Natasha Igl grew up in a charmed life filled with many adventures all within the comfort of Neenah, WI. For as long as Natasha could remember, she has wanted to pursue a career relating to the English language. Words have always fascinated her, and books spoke to her throughout her childhood. She has enjoyed spinning her own tales while devouring others.
Laziness is not in her vocabulary. Natasha is in charge of many different organizations on campus. Co-president of Knitting Knights, co-editor of the student run journal on campus called Graphos, and the co-president of the SNC chapter of Sigma Tau Delta, otherwise known as the International English Honor Society, Natasha stays pretty busy. She is also the secretary of the female social group called The Electric Company and a member of the leadership honor society called Omicron Delta Kappa. Despite her attention to all of these clubs, she remains on the Dean’s List and makes time for her studies and herself. In her spare time, she likes to read, knit for fun, and watch movies. Her all time favorite movie is Jim Henson’s The Labyrinth, and her favorite book, if there is such a thing, is called Inkheart by Cornelia Funke.

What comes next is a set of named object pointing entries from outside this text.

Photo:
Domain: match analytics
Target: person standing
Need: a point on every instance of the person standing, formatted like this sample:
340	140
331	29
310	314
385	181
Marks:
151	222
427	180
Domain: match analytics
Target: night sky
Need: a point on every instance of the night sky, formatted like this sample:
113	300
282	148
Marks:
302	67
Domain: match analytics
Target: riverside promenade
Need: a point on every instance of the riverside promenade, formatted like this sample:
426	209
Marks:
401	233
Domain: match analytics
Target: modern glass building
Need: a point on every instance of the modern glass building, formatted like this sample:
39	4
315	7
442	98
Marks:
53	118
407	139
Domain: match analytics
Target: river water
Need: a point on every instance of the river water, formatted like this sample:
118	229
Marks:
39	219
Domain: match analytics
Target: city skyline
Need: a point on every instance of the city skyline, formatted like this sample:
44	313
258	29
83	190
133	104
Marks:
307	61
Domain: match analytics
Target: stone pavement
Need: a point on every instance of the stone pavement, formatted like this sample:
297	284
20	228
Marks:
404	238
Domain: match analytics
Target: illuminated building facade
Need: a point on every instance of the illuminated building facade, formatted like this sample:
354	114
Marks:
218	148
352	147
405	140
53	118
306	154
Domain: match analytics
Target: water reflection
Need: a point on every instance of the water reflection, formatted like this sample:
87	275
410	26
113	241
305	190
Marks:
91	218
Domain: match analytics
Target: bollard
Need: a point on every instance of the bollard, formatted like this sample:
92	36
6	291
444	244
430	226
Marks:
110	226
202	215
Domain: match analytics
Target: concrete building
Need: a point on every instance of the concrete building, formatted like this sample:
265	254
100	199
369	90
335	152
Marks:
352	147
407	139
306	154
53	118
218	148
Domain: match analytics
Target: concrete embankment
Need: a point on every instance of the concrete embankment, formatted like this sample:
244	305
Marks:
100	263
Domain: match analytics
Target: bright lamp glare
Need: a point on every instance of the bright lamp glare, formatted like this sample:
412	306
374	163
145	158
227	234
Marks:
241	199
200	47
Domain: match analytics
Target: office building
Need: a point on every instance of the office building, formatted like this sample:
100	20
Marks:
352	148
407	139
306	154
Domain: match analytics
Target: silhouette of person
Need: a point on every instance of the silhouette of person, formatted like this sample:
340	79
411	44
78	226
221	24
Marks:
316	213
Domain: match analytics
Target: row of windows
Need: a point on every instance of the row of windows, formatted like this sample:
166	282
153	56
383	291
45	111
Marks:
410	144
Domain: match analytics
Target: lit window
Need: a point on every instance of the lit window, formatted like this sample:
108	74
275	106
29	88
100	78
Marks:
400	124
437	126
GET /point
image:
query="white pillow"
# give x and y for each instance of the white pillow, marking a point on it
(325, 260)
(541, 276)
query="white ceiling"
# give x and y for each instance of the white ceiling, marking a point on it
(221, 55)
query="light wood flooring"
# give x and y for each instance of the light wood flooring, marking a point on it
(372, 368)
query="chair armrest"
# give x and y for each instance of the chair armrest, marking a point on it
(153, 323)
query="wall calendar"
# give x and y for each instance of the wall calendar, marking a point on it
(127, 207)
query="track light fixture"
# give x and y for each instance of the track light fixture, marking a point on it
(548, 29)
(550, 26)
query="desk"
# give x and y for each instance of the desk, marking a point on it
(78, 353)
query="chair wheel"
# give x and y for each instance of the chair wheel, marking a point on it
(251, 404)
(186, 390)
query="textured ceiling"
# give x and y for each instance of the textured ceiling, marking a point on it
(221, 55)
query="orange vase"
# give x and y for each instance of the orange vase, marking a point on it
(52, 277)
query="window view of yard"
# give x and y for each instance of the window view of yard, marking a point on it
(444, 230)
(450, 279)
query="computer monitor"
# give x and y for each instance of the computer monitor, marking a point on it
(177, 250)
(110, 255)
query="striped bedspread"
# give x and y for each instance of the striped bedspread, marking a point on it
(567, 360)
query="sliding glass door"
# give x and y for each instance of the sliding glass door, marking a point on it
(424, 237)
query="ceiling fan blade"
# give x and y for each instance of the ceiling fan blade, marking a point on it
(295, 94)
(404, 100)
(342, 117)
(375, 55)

Not only is she a leader in her clubs and a full time student, but Natasha also works four different jobs on campus. She currently works as the English Teaching Assistant, helping her professors with any tasks from proofreading to designing events or posters. She also works at the Tech Bar where she hangs around and learns about WeVideo, Domain of One’s Own, virtual reality tools, and more. At the Tech Bar, she also helps out any students who need aid in classes with these tools or digital competency skills, like how to print from Google and organize your calendar. On days where she is not working at the Tech Bar or as a TA, Natasha works at the school cafeteria cleaning dishes, cashiering, or helping run the floor as a lead. She helps ensure the cafeteria runs smoothly and cleanly. Lastly, she works as an academic support notetaker.

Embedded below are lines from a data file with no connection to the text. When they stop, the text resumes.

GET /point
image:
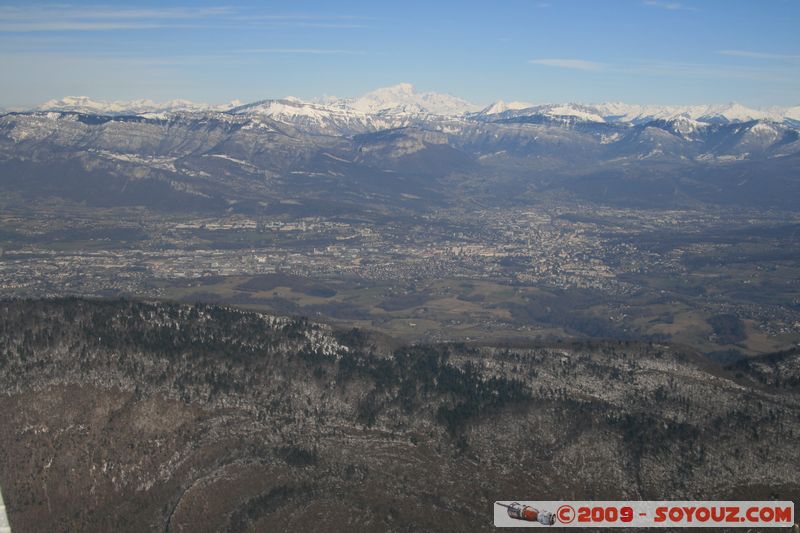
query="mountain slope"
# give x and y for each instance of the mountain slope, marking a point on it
(144, 416)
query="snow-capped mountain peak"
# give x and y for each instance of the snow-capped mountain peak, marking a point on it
(85, 104)
(500, 107)
(403, 98)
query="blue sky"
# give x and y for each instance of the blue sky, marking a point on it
(637, 51)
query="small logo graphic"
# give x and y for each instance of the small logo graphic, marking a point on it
(525, 512)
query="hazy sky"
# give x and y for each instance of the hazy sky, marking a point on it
(638, 51)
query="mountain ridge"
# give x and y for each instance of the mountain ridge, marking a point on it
(403, 99)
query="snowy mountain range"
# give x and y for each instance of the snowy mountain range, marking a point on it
(394, 106)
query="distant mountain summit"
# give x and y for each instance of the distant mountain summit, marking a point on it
(397, 105)
(86, 105)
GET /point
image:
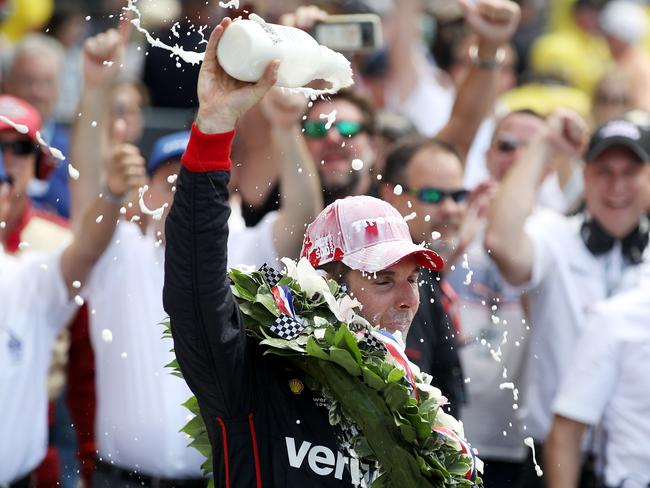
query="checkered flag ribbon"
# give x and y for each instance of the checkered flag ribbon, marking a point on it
(286, 327)
(372, 343)
(271, 276)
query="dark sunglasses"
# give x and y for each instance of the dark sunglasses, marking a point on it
(19, 148)
(507, 144)
(436, 195)
(347, 128)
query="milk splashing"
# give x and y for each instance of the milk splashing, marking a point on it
(357, 164)
(73, 172)
(338, 80)
(530, 443)
(190, 57)
(107, 335)
(155, 214)
(20, 128)
(331, 118)
(56, 154)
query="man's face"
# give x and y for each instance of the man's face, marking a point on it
(390, 298)
(615, 184)
(333, 153)
(35, 79)
(20, 160)
(433, 168)
(512, 135)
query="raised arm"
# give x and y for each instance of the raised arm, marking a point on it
(494, 22)
(209, 339)
(563, 454)
(301, 198)
(125, 171)
(505, 239)
(89, 143)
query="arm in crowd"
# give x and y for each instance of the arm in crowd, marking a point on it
(264, 151)
(93, 231)
(562, 453)
(89, 141)
(301, 195)
(209, 337)
(494, 22)
(505, 237)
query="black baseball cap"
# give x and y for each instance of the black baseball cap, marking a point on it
(623, 132)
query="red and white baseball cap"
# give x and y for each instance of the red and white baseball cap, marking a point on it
(24, 115)
(366, 234)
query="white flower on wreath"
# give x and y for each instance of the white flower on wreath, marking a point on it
(312, 282)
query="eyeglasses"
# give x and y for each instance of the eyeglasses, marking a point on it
(19, 148)
(507, 144)
(316, 129)
(436, 195)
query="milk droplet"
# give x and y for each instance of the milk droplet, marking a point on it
(107, 335)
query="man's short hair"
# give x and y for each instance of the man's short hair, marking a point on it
(36, 43)
(364, 105)
(402, 152)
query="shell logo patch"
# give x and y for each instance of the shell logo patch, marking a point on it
(296, 386)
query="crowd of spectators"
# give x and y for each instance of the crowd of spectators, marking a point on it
(514, 136)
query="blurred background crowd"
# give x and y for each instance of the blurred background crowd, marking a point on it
(515, 139)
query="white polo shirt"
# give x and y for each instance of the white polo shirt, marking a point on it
(608, 382)
(139, 410)
(567, 281)
(34, 307)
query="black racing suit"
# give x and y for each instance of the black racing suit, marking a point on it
(266, 427)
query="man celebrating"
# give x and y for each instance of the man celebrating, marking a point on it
(569, 263)
(263, 433)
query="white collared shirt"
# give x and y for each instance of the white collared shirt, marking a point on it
(567, 281)
(139, 410)
(608, 382)
(34, 307)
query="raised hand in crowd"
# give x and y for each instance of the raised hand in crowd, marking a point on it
(563, 136)
(301, 197)
(494, 22)
(102, 59)
(222, 99)
(124, 171)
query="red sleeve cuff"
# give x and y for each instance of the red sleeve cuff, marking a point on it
(208, 152)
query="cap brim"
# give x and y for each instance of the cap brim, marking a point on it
(385, 254)
(605, 144)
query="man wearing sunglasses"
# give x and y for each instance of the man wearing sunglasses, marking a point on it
(335, 145)
(38, 295)
(423, 179)
(567, 264)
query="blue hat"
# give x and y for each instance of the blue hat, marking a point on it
(171, 146)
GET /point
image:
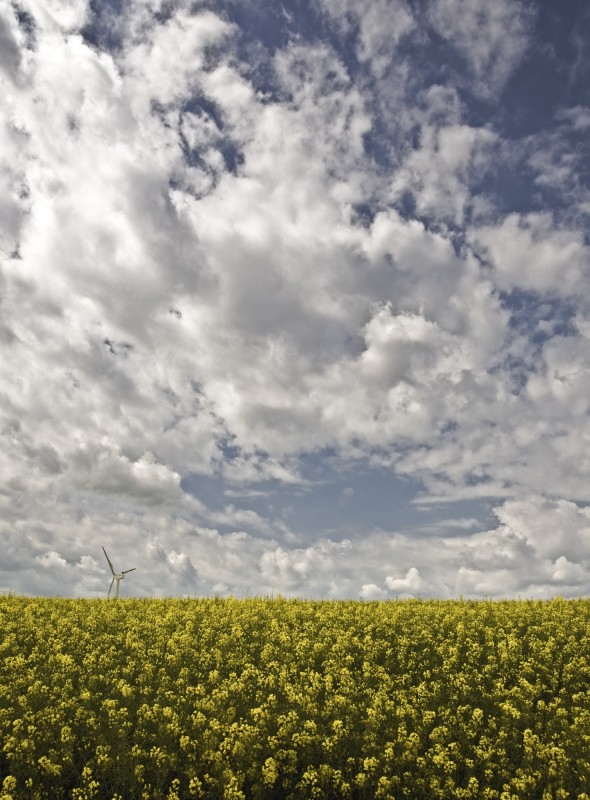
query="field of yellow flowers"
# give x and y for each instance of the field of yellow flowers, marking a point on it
(276, 699)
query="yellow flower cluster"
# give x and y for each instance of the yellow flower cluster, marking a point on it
(276, 699)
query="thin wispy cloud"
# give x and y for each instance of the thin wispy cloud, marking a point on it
(295, 300)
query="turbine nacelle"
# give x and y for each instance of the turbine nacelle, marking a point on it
(117, 576)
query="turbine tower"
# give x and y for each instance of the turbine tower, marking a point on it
(117, 576)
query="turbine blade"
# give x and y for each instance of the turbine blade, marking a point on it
(109, 560)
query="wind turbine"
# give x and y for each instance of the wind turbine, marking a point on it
(117, 576)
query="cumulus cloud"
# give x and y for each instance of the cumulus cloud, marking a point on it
(220, 256)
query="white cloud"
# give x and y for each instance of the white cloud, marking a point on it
(530, 251)
(189, 289)
(381, 25)
(492, 36)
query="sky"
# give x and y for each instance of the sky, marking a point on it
(295, 297)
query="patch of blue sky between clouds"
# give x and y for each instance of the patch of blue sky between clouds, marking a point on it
(301, 300)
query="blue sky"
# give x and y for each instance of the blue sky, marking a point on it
(294, 297)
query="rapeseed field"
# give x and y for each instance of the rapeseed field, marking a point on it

On school breaks, Natasha works at her hometown’s Culver’s where she has grown fond over custard and Beef Pot Roast sandwiches. She has worked there since she was fifteen and has grown in her customer service skills as well as confidence from her time there. Starting off as a member of the crew, Natasha quickly picked up on the energetic drive of the restaurant and moved on to be a Crew Leader, helping run the front, acting as the manager’s right hand, and training her new co-workers. She credits Culver’s for installing in her interpersonal skills, assertiveness, and time management skills. She will forever love being part of the True Blue Crew and looks forward to continuing on her development by being a shift manager in the summer of 2018.
For her future, Natasha plans on finding her niche somewhere with editing and/or writing. So far, she is open to any location and any sort of experience: she is not overly picky. She can easily fit into a bubbly or quiet atmosphere and has no problem working with people or alone. One of her strongest skills is her ability to adapt to any situation and atmosphere. Because she is in charge of so much on campus, she knows how to prioritize and utilize her time in the best possible way.

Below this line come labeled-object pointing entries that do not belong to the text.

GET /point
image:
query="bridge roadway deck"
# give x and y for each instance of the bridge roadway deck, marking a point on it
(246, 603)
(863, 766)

In her Portfolio, Natasha has included works highlighting feminist theory, new historical analysis, psychoanalytic theory, and close reading. Natasha grapples with Susan Glaspell’s Trifles in her essays “Trifles and Women’s Stereotypes” and “Susan Glaspell’s Trifles Written Among Feminism”, exploring how Glaspell wrote the play to highlight feminist stereotypes and furthers that argument by drawing on Glaspell’s experiences as a journalist, integrating a new historical interpretation. In Nathaniel Hawthorne’s “Young Goodman Brown,” Natasha delves into the world of the psyche for her paper titled “Young Goodman Brown and the Struggles of the Ego,” specifically characterizing the superego as Faith, sin as the id, and Goodman Brown as the ego, constantly mediating between sin and faith, or the id and superego. Natasha argues in Henry James’s The Turn of the Screw that communication is absolutely necessary, particularly in the wake of the uncle’s forced seclusion and all the madness and death occurring around the governess and children. Have a nice time looking through her essays.